Lors de nos tests avec un pilote d’un peu moins de 100 kg tout équipé, nous avons constaté une autonomie oscillant entre 60 et 75 km selon l’utilisation. En roulant principalement en mode 2 ou 3 sur terrain plat ou légèrement vallonné, on se rapproche des 70 km. Si on abuse des modes d’assistance 4 et 5, on descend autour de 60 km. Le N1 Air dispose donc d’une autonomie plus que convenable et assure sans faillir 3 ou 4 jours de vélotaf.

On peut charger la batterie directement sur le vélo ou la retirer afin de la charger chez soi. L’extraction se fait simplement grâce à la clé de verrouillage. Elle pèse environ 2,3 kg, ce qui reste raisonnable pour la monter à l’appartement. Le temps de charge oscille entre 5 et 8 heures pour une charge complète. C’est long, et on aurait apprécié un chargeur plus rapide. Cela dit, en branchant le vélo le soir en rentrant du travail, il est prêt le lendemain matin. Pour un usage quotidien, ça reste gérable.

Freinage et transmission : du classique qui fait le job

Le N1 Air est équipé à l’avant et à l’arrière de freins à disque mécaniques de 160 mm. Ils font correctement le boulot au quotidien, avec un freinage progressif, mais clairement en retrait face à de l’hydraulique, surtout quand il faut freiner fort et vite. Les freins mécaniques demandent un réglage régulier et peuvent perdre en efficacité sous la pluie. C’est le compromis à accepter pour maintenir le prix contenu du vélo. Après quelques jours de rodage, le freinage devient plus franc.
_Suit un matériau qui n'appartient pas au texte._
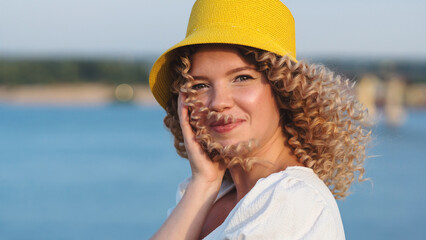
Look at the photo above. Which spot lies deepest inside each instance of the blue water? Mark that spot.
(110, 172)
Il faudra tout de même anticiper un peu plus les freinages d’urgence qu’avec des freins hydrauliques. Pour le vélotaf tranquille, ça passe sans souci. Mais si vous roulez vite, chargé, ou dans une ville nerveuse, la version hydraulique a du sens. Elle coûte 100 € de plus, soit 1 549 €.

La transmission repose sur un dérailleur Shimano à 7 vitesses. C’est un classique du genre, fiable et éprouvé. Les changements de vitesse sont corrects, même si l’on note parfois quelques craquements lors des passages sous charge. Rien d’alarmant, mais on aurait aimé un peu plus de fluidité. Les sept rapports suffisent pour s’adapter aux différentes situations urbaines et compléter efficacement l’assistance électrique. Les pneus 700×38C sont un bon compromis entre confort et performance. Ils sont assez larges pour absorber les imperfections de la route, mais pas trop pour ne pas pénaliser la vitesse. Leur profil est adapté à l’usage urbain, avec une bonne adhérence sur asphalte sec comme mouillé.

Un confort urbain indéniable

À l’usage, le N1 Air se révèle un excellent compagnon de déplacement. Sa légèreté le rend réactif et facile à manier dans la circulation. On se faufile sans problème entre les voitures, on négocie les virages serrés avec aisance grâce à un rayon de braquage très court. On apprécie le guidon ajustable qui permet d’adopter une position plutôt droite, que nous préférons pour les trajets quotidiens.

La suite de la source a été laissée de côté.